THERESE Mais c’est différent maintenant. Si nous avons moins d’enfants, ils auront plus de chance d’avoir une bonne éducation, d’apprendre des choses utiles et d’avoir un bon métier. Il vaut donc mieux avoir quelques enfants seulement, capables de nous soigner que toute une ribambelle d’enfants misérables.

JEANNE Tu as raison. J’avais une famille nombreuse mais ils ne peuvent pas m’aider. Maintenant, c’est le contraire, c’est moi qui aide les enfants de ma fille.

ANNE Ça m’a coûté cher d’envoyer ma fille au collège mais elle a maintenant un bon travail et elle m’aide beaucoup. Elle m’aide aussi pour l’éducation de son frère.

MARIE Tu sais quoi? La femme à côté de chez moi qui a sept enfants, elle attend son huitième.

LUCIE Oui, je la connais, sa fille attend aussi un bébé et elle a seulement 15 ans.

SARAH Oh là là, on devrait leur parler du dispensaire!

THERESE Pas la peine, j’ai déjà essayé! Le mari ne veut rien entendre. Il dit que toutes ces pilules et ces machins sont des trucs pour nous ‘assassiner’.
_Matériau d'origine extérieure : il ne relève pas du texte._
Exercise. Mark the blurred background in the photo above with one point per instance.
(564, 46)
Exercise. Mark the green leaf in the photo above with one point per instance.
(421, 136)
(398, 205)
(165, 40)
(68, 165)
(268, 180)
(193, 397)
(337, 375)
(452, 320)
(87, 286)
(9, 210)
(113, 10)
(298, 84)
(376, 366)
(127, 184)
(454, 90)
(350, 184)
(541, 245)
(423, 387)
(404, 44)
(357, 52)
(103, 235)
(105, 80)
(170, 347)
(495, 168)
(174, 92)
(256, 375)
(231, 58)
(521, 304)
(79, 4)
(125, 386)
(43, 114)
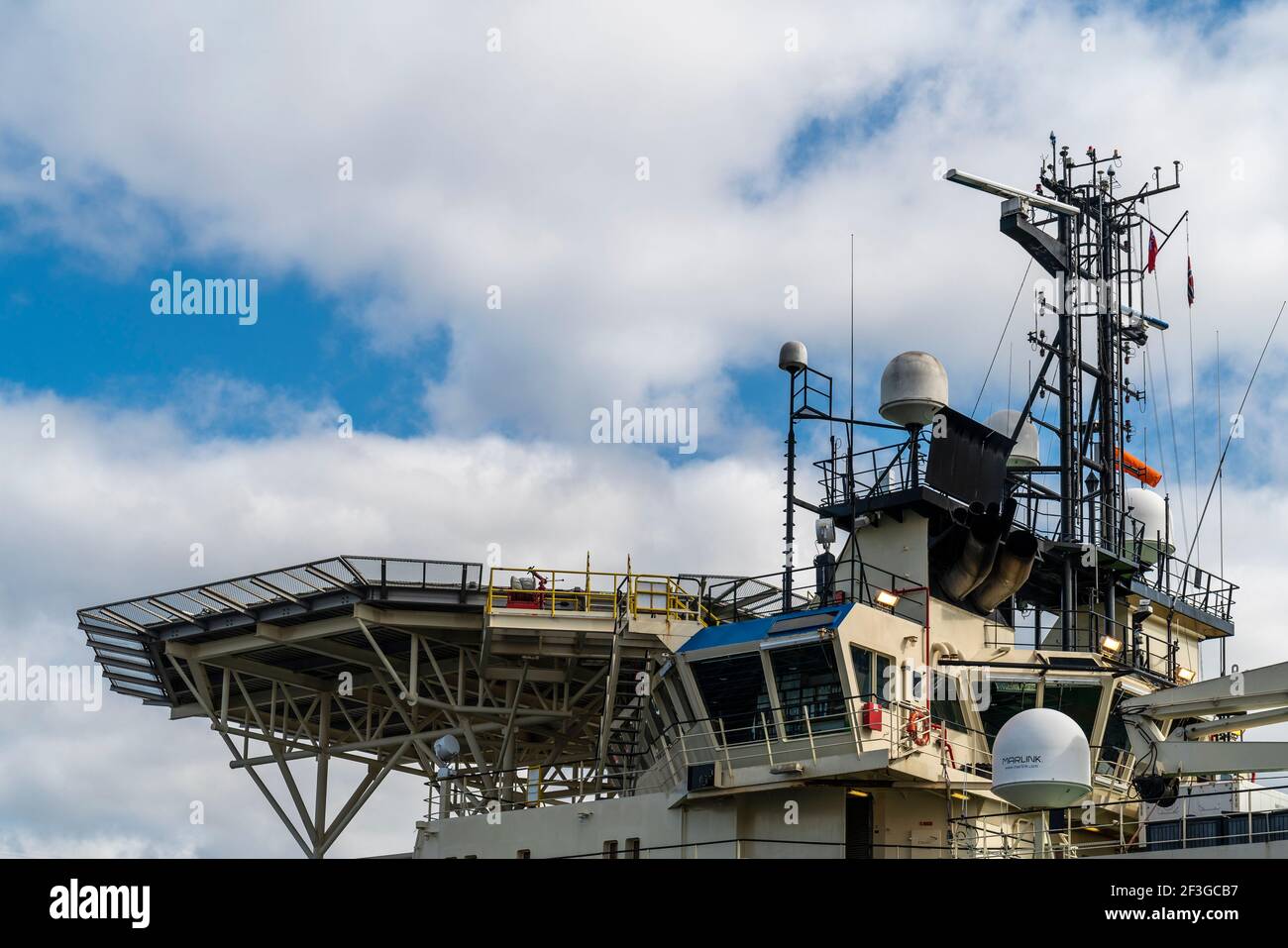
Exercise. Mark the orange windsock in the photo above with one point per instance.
(1137, 469)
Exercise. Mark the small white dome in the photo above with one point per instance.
(913, 386)
(1041, 760)
(1025, 454)
(447, 749)
(1149, 510)
(793, 357)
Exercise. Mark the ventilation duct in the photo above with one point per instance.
(1012, 571)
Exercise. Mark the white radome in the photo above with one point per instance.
(1150, 510)
(913, 388)
(1041, 760)
(1025, 453)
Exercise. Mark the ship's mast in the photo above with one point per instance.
(1098, 261)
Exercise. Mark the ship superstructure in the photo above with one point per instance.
(844, 708)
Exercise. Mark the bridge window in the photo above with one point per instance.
(809, 685)
(1080, 698)
(735, 694)
(945, 699)
(1005, 700)
(872, 673)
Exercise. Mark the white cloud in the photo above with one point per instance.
(108, 507)
(516, 168)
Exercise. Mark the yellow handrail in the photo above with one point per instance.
(645, 594)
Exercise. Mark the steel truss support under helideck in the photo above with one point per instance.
(377, 686)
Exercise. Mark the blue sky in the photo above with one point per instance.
(519, 170)
(84, 333)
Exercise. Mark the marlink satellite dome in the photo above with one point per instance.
(1041, 760)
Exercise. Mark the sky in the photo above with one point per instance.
(473, 224)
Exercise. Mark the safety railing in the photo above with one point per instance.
(1094, 633)
(875, 472)
(610, 595)
(799, 732)
(1166, 574)
(1240, 814)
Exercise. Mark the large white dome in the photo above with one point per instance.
(1041, 760)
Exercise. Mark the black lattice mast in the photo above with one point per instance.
(1093, 240)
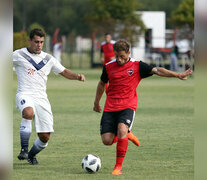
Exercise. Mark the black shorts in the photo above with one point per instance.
(110, 120)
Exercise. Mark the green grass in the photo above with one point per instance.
(163, 123)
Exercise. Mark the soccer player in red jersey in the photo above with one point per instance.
(107, 50)
(123, 74)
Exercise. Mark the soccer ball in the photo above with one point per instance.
(91, 163)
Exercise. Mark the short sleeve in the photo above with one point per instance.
(57, 67)
(104, 75)
(145, 70)
(101, 49)
(15, 58)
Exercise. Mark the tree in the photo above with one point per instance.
(184, 15)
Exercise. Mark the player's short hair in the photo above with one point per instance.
(107, 34)
(122, 45)
(37, 32)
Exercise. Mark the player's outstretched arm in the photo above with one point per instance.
(71, 75)
(167, 73)
(99, 92)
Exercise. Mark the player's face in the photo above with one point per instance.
(36, 44)
(122, 57)
(108, 38)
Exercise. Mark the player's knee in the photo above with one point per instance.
(44, 137)
(107, 141)
(28, 113)
(122, 133)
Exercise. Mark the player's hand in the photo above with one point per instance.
(97, 107)
(81, 77)
(183, 76)
(102, 59)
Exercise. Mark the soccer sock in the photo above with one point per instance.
(25, 132)
(121, 149)
(115, 139)
(37, 147)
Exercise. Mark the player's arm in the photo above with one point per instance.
(73, 76)
(167, 73)
(102, 55)
(99, 92)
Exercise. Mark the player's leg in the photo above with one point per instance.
(121, 147)
(108, 128)
(25, 131)
(44, 127)
(40, 143)
(25, 106)
(108, 138)
(125, 121)
(130, 135)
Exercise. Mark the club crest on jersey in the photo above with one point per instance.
(130, 72)
(22, 102)
(45, 61)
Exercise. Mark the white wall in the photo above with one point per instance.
(155, 20)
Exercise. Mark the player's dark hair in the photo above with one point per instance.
(107, 34)
(37, 32)
(122, 45)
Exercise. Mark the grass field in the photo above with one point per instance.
(163, 123)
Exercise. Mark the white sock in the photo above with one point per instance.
(37, 147)
(25, 132)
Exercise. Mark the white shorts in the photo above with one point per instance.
(43, 118)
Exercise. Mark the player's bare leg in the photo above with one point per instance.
(108, 138)
(25, 131)
(133, 138)
(40, 143)
(121, 147)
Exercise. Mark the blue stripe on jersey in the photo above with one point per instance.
(38, 66)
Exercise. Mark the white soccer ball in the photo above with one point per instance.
(91, 163)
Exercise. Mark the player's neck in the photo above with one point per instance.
(30, 50)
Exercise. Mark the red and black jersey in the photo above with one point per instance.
(123, 82)
(108, 50)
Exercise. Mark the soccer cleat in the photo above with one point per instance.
(133, 138)
(116, 171)
(23, 154)
(32, 160)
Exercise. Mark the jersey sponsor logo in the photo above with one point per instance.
(31, 71)
(128, 121)
(44, 61)
(38, 66)
(130, 72)
(22, 127)
(22, 101)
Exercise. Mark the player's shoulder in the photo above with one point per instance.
(133, 60)
(17, 52)
(103, 43)
(110, 62)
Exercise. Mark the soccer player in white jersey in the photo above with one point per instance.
(32, 67)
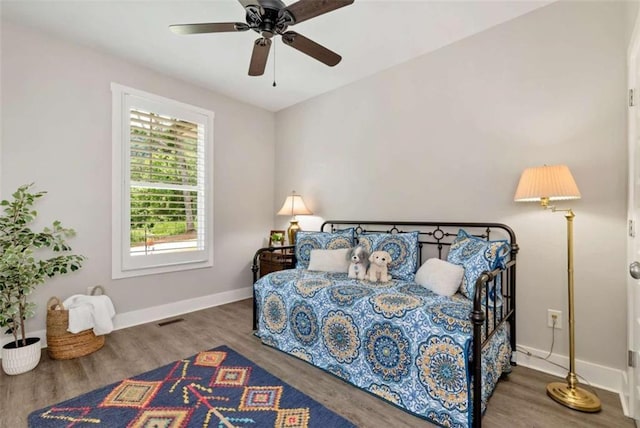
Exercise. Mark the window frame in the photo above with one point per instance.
(124, 265)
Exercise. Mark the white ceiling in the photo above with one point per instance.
(371, 35)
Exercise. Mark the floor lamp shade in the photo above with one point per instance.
(543, 184)
(550, 183)
(293, 206)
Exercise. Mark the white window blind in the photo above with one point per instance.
(166, 221)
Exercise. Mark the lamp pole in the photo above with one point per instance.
(570, 394)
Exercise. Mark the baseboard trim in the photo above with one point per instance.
(155, 313)
(602, 377)
(599, 376)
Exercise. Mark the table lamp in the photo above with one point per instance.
(293, 206)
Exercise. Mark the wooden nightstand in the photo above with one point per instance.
(275, 261)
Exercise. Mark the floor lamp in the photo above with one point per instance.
(544, 184)
(293, 206)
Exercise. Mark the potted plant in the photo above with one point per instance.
(27, 259)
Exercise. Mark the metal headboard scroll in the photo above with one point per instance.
(434, 234)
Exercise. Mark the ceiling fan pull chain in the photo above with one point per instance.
(274, 63)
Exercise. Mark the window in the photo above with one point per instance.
(162, 184)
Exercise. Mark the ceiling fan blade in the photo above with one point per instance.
(311, 48)
(259, 56)
(307, 9)
(212, 27)
(246, 3)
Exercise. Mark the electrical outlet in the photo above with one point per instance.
(553, 314)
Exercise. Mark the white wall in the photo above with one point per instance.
(446, 136)
(56, 114)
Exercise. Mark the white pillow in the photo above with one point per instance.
(329, 260)
(439, 276)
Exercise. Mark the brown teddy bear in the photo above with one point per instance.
(378, 270)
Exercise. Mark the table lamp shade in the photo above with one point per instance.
(294, 205)
(550, 182)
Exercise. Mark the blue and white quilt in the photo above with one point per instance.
(397, 340)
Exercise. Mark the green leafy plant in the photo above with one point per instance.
(28, 258)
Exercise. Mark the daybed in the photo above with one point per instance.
(421, 351)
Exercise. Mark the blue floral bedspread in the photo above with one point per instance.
(397, 340)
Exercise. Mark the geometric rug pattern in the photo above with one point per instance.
(217, 388)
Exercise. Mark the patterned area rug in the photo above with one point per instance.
(216, 388)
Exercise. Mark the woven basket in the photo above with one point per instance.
(62, 345)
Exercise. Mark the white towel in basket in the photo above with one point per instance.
(87, 312)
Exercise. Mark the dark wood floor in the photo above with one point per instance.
(519, 401)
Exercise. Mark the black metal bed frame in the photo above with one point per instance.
(434, 240)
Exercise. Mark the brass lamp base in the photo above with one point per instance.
(292, 231)
(575, 398)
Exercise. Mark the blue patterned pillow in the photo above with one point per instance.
(307, 241)
(403, 248)
(478, 255)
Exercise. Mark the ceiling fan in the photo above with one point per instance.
(269, 18)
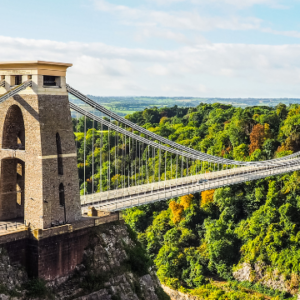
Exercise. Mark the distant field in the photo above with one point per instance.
(128, 105)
LUCIE Il y en a qui ont besoin d’être mieux informés. Mon voisin croit qu’une fois qu’on a eu ces piqûres qui empêchent d’être enceinte il ne sera plus possible d’avoir à nouveau des enfants.
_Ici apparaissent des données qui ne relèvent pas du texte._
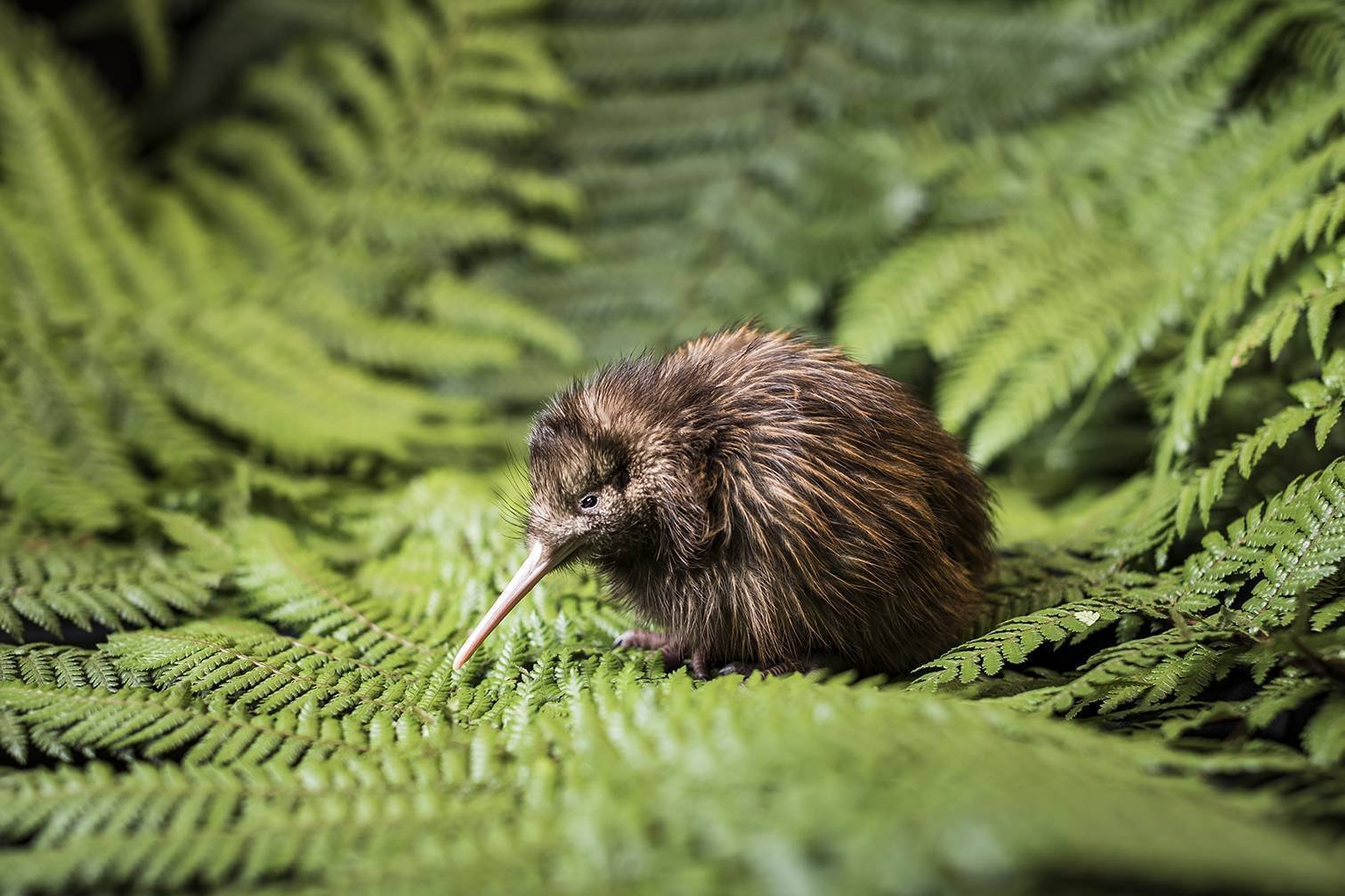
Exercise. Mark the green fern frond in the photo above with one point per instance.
(89, 584)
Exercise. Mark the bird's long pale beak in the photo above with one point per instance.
(539, 561)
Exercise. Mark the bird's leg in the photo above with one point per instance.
(805, 665)
(674, 653)
(644, 639)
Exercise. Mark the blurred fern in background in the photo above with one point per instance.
(276, 304)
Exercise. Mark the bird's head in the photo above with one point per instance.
(599, 470)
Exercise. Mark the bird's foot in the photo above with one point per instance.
(779, 667)
(674, 654)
ANNE Non, ça c’est pas vrai. Moi j’ai eu ces piqûres pendant plusieurs années et j’ai eu mes deux enfants après… de beaux enfants bien portants.
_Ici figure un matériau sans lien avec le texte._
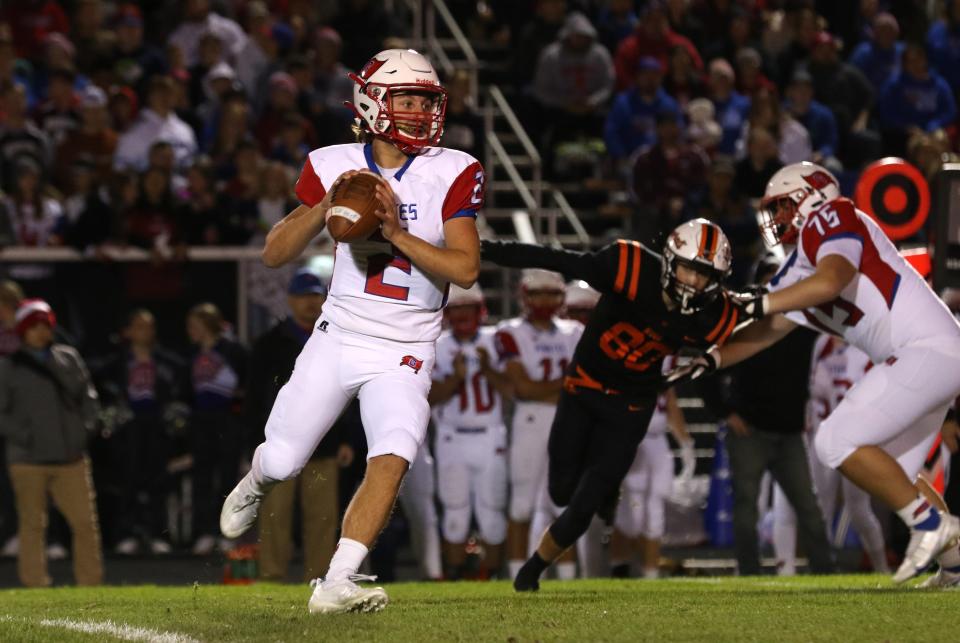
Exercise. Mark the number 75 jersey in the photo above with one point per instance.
(886, 306)
(375, 289)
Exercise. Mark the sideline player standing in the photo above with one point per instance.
(845, 277)
(536, 347)
(471, 438)
(649, 308)
(375, 339)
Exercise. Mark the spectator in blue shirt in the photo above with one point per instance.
(943, 44)
(879, 58)
(916, 98)
(813, 115)
(632, 122)
(731, 108)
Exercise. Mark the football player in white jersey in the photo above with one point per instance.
(375, 339)
(471, 441)
(835, 368)
(842, 275)
(537, 348)
(640, 518)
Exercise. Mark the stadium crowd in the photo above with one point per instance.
(134, 125)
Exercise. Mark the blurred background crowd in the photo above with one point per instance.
(166, 126)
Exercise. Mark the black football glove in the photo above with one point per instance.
(694, 369)
(753, 303)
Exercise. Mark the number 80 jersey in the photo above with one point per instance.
(886, 306)
(376, 290)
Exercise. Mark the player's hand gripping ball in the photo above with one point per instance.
(353, 208)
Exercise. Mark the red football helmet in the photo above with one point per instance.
(391, 73)
(465, 311)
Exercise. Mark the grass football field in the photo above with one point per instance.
(837, 608)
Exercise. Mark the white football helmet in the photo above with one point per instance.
(702, 246)
(791, 195)
(393, 72)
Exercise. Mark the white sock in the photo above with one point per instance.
(566, 571)
(347, 559)
(919, 514)
(950, 559)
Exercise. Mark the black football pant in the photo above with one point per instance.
(593, 442)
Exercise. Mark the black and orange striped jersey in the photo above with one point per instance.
(632, 329)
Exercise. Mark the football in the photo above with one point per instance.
(352, 215)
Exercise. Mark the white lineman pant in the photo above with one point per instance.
(528, 456)
(645, 490)
(390, 378)
(472, 477)
(899, 405)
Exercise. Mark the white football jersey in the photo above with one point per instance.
(477, 404)
(544, 354)
(886, 306)
(836, 366)
(375, 290)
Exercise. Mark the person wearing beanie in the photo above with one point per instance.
(48, 410)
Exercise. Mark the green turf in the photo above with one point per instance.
(839, 608)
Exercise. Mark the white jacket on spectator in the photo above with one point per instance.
(186, 37)
(133, 148)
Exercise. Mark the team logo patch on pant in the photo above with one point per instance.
(412, 362)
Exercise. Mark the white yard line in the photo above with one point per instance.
(117, 630)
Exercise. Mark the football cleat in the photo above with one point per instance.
(240, 508)
(344, 595)
(926, 545)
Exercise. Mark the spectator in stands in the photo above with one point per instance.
(653, 37)
(664, 175)
(57, 116)
(534, 37)
(155, 122)
(139, 383)
(631, 124)
(731, 107)
(133, 61)
(760, 164)
(201, 211)
(763, 405)
(849, 95)
(722, 205)
(683, 82)
(463, 128)
(916, 98)
(573, 82)
(271, 364)
(198, 20)
(879, 57)
(19, 136)
(793, 141)
(151, 223)
(94, 138)
(616, 19)
(942, 46)
(48, 410)
(750, 76)
(32, 213)
(815, 117)
(218, 369)
(32, 22)
(10, 297)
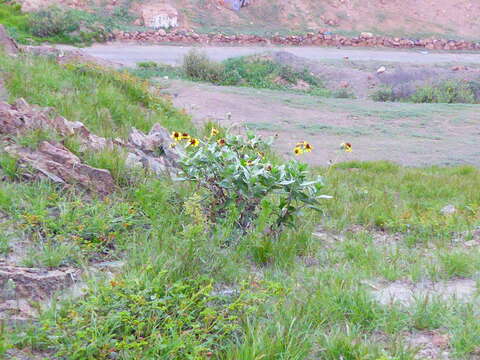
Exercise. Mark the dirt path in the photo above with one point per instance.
(409, 134)
(130, 54)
LUCIE Nous avons nos enfants trop rapprochés les uns des autres et nous ne nous donnons pas la chance de récupérer entre les grossesses. Je trouve que c’est une bonne idée d’espacer les enfants.

THERESE C’est vrai que les mères en bonne santé auront des enfants en bonne santé. Mais chacun doit pouvoir décider. Personne ne peut nous dire ce que nous devons faire.

MARIE Avant, quand une fille se retrouvait enceinte on la mariait à un vieil homme afin qu’elle serve de leçon aux autres.

JEANNE C’était différent à cette époque-là. Toute la communauté était responsable de la bonne conduite des jeunes.

MARIE Oui, n’importe quel membre de la communauté pouvait réprimander ou punir l’enfant de quelqu’un d’autre. Maintenant on doit s’occuper de ce qui nous regarde.

JEANNE Enfin, c’est bien compliqué. Jadis au moins on savait où on en était. On apprenait tout de nos aînés. Tout était lié. Ce que nous apprenions à la maison n’était pas différent de ce que nous apprenions à l’extérieur. Aujourd’hui, les enfants ne reçoivent que la moitié de l’enseignement.

THERESE Oui, l’éducation a perdu ses racines.

ANNE Moi je crois que c’est nous, les parents, qui devons parler aux enfants de ces questions. Si nous pouvons parler librement, les liens se resserreront entre nous.

MARIE Nous n’aimons pas ces méthodes modernes mais nous ne pouvons rien faire d’autre que préparer nos enfants aussi bien que possible. Nous devons leur parler des dangers et leur donner une base morale et spirituelle solide.